En 2016 le Boléro tombe dans le domaine public.
Cependant, en 2018, les six héritiers d’Alexandre Benois, l’artiste qui a réalisé les décors et les costumes du Boléro, demandent à la Sacem de lui reconnaître la qualité de co-auteur de l’œuvre. Or, dans le cas d’une œuvre collective, le délai de 70 ans ne court qu’à partir du décès du dernier des co-auteurs. S’ils obtiennent satisfaction, Benois n’étant décédé qu’en 1960, le Boléro ne tomberait dans le domaine public qu’en 2039 ! La succession Ravel appuie naturellement cette demande, et engage une seconde procédure parallèle pour que cette qualité de co-auteur soit également reconnue à la chorégraphe Bronislava Nijinska qui a créé les ballets du Boléro.

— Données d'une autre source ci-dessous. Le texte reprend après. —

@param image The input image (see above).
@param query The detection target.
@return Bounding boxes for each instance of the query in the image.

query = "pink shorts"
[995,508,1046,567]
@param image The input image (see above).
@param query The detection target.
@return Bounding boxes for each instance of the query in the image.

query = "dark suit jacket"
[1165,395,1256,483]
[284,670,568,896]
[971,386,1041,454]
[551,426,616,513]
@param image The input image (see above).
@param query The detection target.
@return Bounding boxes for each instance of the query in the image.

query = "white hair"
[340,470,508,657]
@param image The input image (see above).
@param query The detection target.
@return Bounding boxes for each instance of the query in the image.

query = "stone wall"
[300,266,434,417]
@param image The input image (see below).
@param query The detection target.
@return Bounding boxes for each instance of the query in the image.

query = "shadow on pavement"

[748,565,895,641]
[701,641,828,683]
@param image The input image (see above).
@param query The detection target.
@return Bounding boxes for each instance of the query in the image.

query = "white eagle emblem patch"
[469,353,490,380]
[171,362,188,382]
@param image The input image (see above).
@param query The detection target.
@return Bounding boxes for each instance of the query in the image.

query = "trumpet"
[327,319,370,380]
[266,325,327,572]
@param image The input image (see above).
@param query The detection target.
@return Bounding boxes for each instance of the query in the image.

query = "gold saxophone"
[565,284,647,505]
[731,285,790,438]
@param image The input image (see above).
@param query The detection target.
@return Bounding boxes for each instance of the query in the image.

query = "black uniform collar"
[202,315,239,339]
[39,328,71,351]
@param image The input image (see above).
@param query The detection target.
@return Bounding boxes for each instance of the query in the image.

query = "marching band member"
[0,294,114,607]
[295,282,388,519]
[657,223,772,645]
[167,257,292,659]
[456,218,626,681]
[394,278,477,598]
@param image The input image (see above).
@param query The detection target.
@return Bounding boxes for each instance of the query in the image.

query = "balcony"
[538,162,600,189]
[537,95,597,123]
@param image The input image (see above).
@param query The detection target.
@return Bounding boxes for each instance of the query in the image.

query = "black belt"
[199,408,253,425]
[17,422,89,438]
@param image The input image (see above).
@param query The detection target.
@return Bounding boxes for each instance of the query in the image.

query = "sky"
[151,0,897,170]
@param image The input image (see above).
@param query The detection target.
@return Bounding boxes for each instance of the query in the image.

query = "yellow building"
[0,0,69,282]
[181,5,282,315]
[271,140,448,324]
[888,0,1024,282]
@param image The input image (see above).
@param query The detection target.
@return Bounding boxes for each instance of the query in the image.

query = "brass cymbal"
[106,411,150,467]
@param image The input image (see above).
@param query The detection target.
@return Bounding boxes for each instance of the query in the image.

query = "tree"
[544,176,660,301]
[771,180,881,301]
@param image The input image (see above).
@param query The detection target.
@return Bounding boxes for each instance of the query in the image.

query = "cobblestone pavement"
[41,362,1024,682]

Et cette fois, le Boléro ne tomberait dans le domaine public qu’en 2051…
Le seul héritier de Nijinska refuse d’engager cette procédure contre la Sacem… mais il est contraint de s’y associer par une décision de justice rendue contre lui par la succession Ravel !
Si le Boléro était resté le ballet créé initialement, la Sacem aurait probablement accepté ces revendications, car le rôle de Benois et de Nijinska n’est pas discutable. Mais c’est la version musicale de l’œuvre qui a connu ce succès mondial, et qui a généré ces fabuleux droits d’auteurs.
Le 28 juin 2024 le tribunal de Nanterre a débouté les plaignants, reconnaissant à Maurice Ravel le statut d’unique auteur du Boléro. Cependant un appel a été déposé en janvier 2025… et n’a pas encore été jugé.
Il faudra donc attendre encore pour savoir si le Boléro est bien tombé dans le domaine public.
Je ne sais pas ce que Maurice Ravel aurait pensé de la gestion de sa succession, mais ne trouvez-vous pas qu’il y a dans tous ces rebondissements juridiques quelque chose de la structure musicale du Boléro ? Ici aussi, chaque retour devant les tribunaux est orchestré différemment, s’élargissant, s’enrichissant et participant à l’effet de crescendo par palier, jusqu’à l’effondrement final que sera (pour les uns ou pour les autres) le prochain jugement d’appel.